9. Discourage others from talking for the child. Nothing is more frustrating than to have someone talk for you. Stutterers can attest to that fact. The young child who is searching to find the right word to say or who is struggling to pronounce a particular word must feel the same frustrations when someone else says the words or relates the experience. A child deprived of the opportunity to communicate will not have had the necessary experience to develop normal communication. This lack of experience could be detrimental to all parameters of communication-articulation, language, rhythm, voice, hearing, and listening. Inform others of the child's need for expression, even if the speech is awkward and disfluent or less clear than the speech of other children. Provide the child with as much time as needed to express thoughts. Do not help by saying the word for the child or by otherwise interrupting communication. All children desperately need to practice talking. Practice of this learned behavior should be regarded no differently than practice of any other learned behavior. After all, we would not expect walking skills to improve if the child were carried all the time. Brothers, sisters, parents, grandparents, and other children are typically most likely to interrupt the child's talking. (Primarily for articulation, fluency, and language problems).
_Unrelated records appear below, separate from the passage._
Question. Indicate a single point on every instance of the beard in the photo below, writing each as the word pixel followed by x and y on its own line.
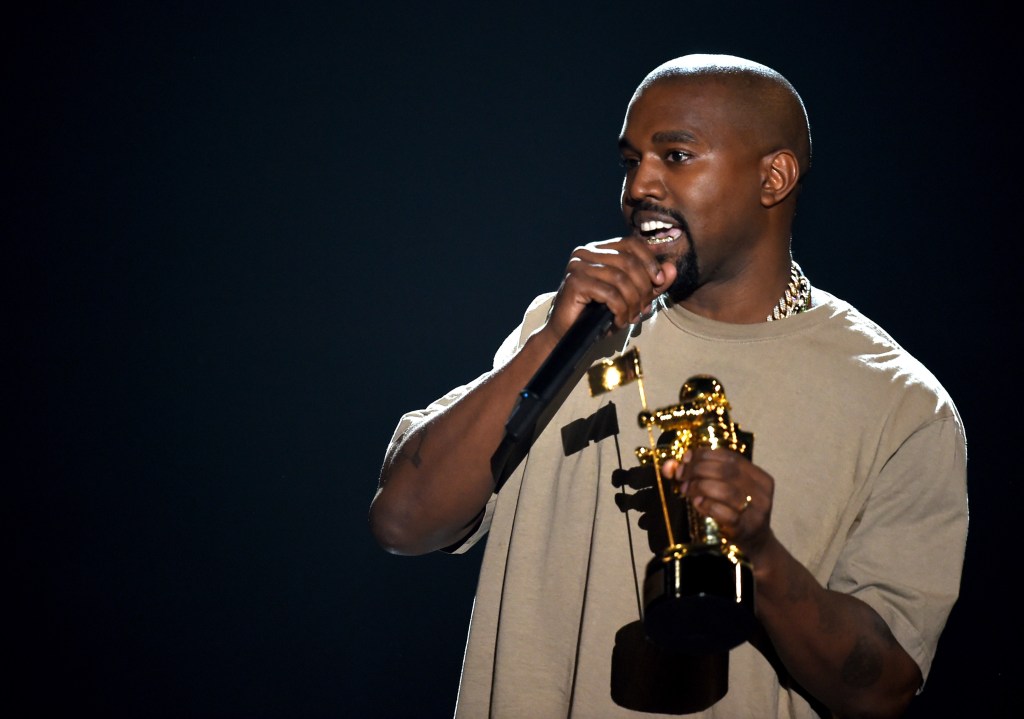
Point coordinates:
pixel 687 278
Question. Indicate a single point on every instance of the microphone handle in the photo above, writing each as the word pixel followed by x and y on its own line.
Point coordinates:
pixel 594 321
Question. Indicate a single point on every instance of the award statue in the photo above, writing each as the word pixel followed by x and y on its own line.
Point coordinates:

10. Provide a need to talk. Some children may not talk because they have not need to talk. They are not born with this lack of desire; it is learned through negative reinforcement, and in some instances, through actual punishment. Other children may not talk because brothers and sisters have always talked for them. Still others may not talk because talking is difficult for them or because it does not provide them sufficient pleasure. Whatever the reason, all children should have a need to talk. You can provide a need and then a reward for making an effort to talk. For example, ,you can place a dish of ice cream before the child but out of reach while saying eat or ice cream several times. Any attempt by the child at communicating should be rewarded with the prize. Later you would expect better articulation. Also take advantage of the opportunity by repeating the key word over and over while the child is eating. Talking must be fun; it must be well received by the listener; it must be appreciated; it must serve a purpose; and it must fulfill a need at that particular time. By providing the right situations, you can provide a need for the child to talk. (Primarily for articulation and language problems).